Молчал и Боброк. А Василий вспомнил, что в год успешного похода на Булгары умер его старший брат Даниил, и после этого и стал Василий наследником, «продолжателем» отцовского дела.
Боброк никак не отозвался: подозревать великого князя в ревности к его ратной славе не осмелился, а обижаться тоже нет причины, потому что уберегать и пестовать наследника великокняжеского стола — и честь немалая, и ответственность чрезвычайная. Но, с другой стороны, Москву стеречь мог бы кто-нибудь и помоложе, вон хоть боярин Данила Бяконтов: стены каменные, ворота железные. Киприан говорил, что возгордился московский великий князь перед всеми другими князьями, решив каменные укрепления сооружать, что будто честолюбие и самовластие Дмитрий Иванович обнаружил, требуя ото всех других князей беспрекословного себе повиновения, а тем кремлем Доверие у них подорвал…
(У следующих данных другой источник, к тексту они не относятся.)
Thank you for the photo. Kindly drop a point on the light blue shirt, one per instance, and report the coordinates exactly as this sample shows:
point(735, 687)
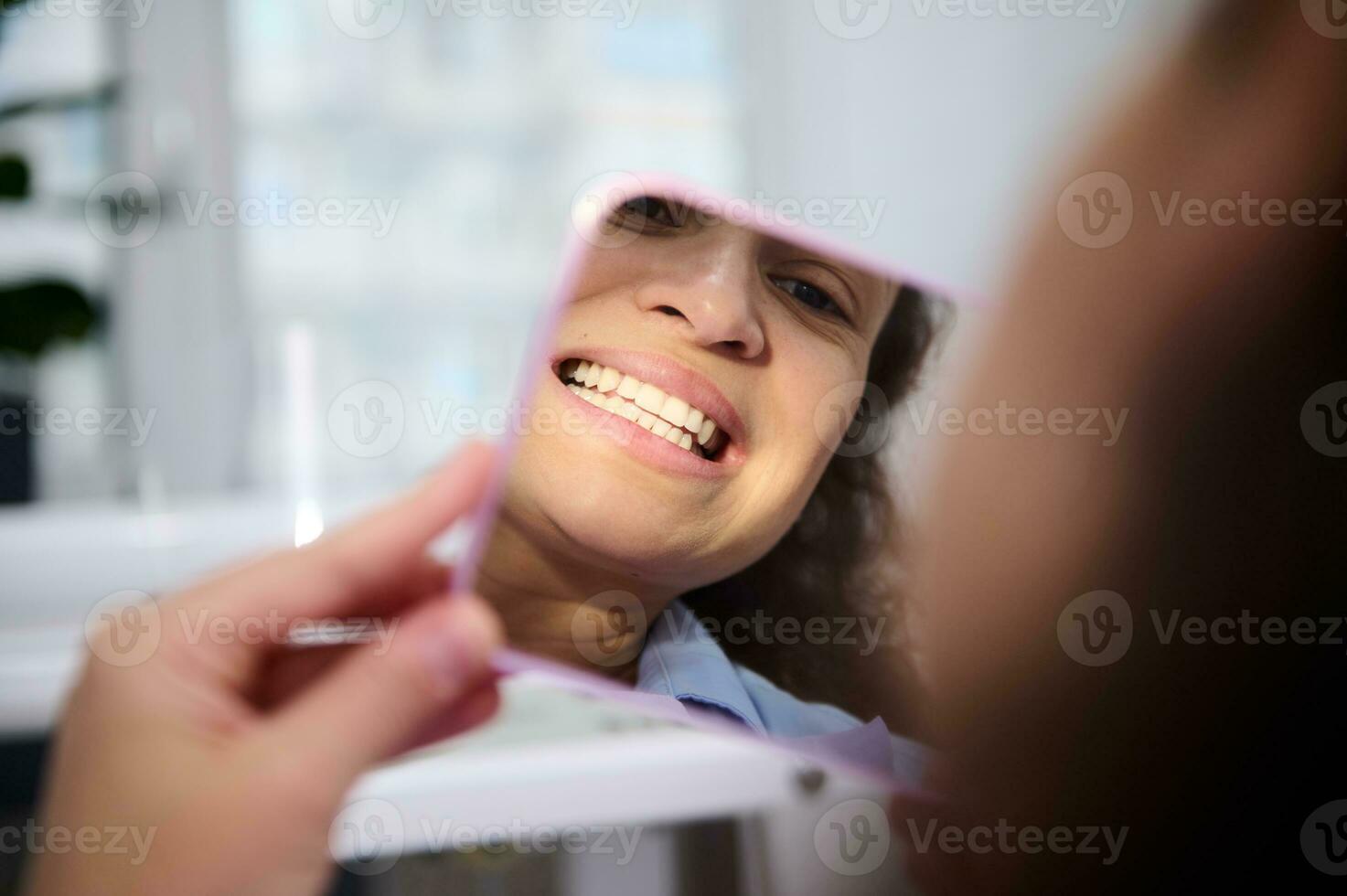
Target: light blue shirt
point(683, 662)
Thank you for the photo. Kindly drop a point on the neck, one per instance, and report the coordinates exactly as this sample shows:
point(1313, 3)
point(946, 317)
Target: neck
point(566, 609)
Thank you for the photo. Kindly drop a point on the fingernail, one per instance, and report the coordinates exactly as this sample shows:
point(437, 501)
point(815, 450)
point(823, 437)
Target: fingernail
point(465, 634)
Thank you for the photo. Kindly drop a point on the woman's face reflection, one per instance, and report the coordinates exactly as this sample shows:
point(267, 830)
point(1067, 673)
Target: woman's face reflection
point(702, 376)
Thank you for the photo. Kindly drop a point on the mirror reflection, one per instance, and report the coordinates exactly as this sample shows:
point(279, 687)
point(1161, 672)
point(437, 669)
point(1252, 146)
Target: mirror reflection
point(700, 503)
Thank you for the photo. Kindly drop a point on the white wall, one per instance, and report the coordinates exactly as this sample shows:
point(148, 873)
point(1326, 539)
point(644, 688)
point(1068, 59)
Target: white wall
point(954, 122)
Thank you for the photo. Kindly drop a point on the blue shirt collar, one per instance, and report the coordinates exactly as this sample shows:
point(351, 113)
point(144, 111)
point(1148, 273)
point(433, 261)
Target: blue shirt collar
point(682, 660)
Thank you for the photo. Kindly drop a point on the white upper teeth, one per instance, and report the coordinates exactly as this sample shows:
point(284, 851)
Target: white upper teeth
point(647, 406)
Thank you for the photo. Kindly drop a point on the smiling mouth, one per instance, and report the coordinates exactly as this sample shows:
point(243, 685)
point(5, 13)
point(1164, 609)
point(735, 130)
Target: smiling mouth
point(649, 407)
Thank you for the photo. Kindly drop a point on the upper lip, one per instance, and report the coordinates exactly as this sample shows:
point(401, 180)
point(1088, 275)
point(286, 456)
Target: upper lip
point(671, 378)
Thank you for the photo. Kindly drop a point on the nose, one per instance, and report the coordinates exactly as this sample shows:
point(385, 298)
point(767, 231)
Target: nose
point(709, 299)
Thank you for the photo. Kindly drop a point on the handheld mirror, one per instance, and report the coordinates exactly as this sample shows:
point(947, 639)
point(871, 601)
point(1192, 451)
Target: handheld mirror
point(698, 504)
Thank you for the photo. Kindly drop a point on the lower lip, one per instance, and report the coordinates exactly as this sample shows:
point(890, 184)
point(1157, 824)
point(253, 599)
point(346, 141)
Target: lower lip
point(648, 448)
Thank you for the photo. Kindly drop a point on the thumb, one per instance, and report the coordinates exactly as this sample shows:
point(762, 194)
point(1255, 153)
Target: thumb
point(378, 699)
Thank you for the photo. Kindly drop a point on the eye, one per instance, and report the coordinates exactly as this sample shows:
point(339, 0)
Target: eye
point(646, 215)
point(808, 294)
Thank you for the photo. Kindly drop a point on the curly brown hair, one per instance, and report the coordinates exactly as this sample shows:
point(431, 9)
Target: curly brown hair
point(840, 557)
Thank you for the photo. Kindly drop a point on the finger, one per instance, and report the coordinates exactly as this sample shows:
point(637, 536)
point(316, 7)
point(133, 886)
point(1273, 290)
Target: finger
point(335, 574)
point(373, 704)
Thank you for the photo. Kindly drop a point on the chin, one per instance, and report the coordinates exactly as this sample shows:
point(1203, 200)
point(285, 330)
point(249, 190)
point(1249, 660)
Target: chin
point(587, 504)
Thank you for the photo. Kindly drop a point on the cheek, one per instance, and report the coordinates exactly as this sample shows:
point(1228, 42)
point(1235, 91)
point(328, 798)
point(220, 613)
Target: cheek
point(814, 399)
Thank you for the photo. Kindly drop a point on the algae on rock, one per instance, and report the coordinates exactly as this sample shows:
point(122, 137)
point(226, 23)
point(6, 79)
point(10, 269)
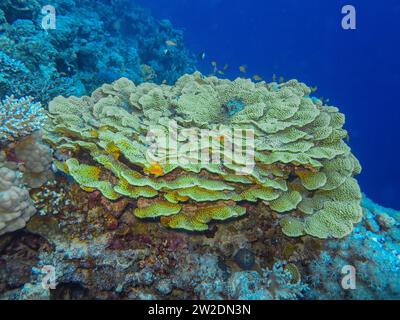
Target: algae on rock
point(303, 169)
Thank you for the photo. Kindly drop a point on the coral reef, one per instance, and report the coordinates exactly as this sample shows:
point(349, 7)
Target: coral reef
point(37, 159)
point(19, 118)
point(94, 42)
point(302, 170)
point(16, 206)
point(373, 250)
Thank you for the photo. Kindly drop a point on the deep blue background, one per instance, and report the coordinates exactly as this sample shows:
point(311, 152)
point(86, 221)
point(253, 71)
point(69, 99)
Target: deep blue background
point(358, 70)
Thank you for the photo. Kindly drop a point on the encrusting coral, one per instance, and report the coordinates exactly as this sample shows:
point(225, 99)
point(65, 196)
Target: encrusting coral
point(302, 170)
point(19, 118)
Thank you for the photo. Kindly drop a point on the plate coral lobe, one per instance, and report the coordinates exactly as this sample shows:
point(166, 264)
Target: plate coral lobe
point(303, 169)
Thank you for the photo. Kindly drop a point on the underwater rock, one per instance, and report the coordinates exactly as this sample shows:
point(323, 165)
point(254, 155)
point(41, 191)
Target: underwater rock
point(373, 253)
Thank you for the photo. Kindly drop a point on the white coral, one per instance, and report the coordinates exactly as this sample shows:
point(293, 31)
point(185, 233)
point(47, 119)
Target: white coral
point(16, 206)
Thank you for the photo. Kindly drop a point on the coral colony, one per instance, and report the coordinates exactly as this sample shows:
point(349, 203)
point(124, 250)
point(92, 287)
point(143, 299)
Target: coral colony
point(127, 175)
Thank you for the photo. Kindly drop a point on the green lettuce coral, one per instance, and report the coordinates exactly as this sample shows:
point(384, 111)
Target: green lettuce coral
point(303, 170)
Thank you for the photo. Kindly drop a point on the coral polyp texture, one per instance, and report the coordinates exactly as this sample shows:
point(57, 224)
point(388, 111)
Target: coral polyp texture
point(19, 118)
point(303, 170)
point(16, 207)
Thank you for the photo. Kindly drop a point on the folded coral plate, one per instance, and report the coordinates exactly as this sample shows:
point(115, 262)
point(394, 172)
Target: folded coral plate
point(303, 170)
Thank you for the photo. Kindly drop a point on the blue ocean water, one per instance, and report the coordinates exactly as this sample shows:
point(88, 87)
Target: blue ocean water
point(358, 70)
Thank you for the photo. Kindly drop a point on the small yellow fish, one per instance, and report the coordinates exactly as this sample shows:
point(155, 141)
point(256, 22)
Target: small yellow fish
point(171, 43)
point(112, 149)
point(154, 169)
point(94, 133)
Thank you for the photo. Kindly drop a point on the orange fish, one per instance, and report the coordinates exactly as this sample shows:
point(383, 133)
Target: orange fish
point(113, 150)
point(154, 169)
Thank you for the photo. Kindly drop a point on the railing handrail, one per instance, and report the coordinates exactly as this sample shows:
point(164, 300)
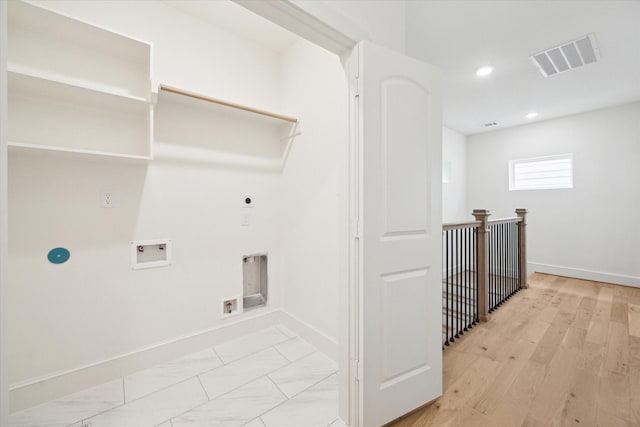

Княжич Василий, слыша это, не понял, просил Боброка объяснить, а тот и сам не мог рассудить, чем дурно это — крепость каменную иметь? До этого только в Новгородской и Псковской землях каменные стены строились. Тверь до сей поры обходится деревянной стеной, обмазанной глиной. Гордятся тверичи, что у них собор каменный с мраморным полом да дорогими медными дверями — пускай их тешатся, а Дмитрий Иванович инак рассудил, о защите города пекся. Семнадцатый год ему шел, когда умыслил такое сделать. А как умыслил, так и сотворил: одиннадцать лет везут и везут белый камень из села Мячкова, что при впадении Пахры в Москву-реку стоит, — по реке везут и зимой, и летом. Да, нескоро Москва строится, это не деревянные церкви ставить, которые и называются обыденными, потому что за день их один и строят, и освящают — обыденкой. А на кладке стен работало по две тысячи каменщиков, на подвозку белых пиленых брусков наряжалось четыре с половиной тысячи саней, а все медленно дело шло. Но зато уж такая крепость, что княжич, небось, и один бы оборонил ее от врагов[8].
5
Пьяна — приток Суры, протекающей по территориям нынешних Ульяновской, Нижегородской областей.
6
Новгородский летописец занес для истории: «… а где наехаша в зажитии мед и пиво, испиваху попьяна без меры и ездять пьяны, поистине за Пьяною пьяны».
7
Слова монастырского летописца. Слово «порты» тогда еще не употребляли в значении «штанов», так называлась всякая одежда; сарафаны были исключительно мужской одеждой.
8
Территория кремля 1367 года была почти равна современной — она не охватывала лишь северо-восточной оконечности треугольника. Объем работ по сооружению кремля, по подсчетам ученых, составлял более миллиона человеко-дней.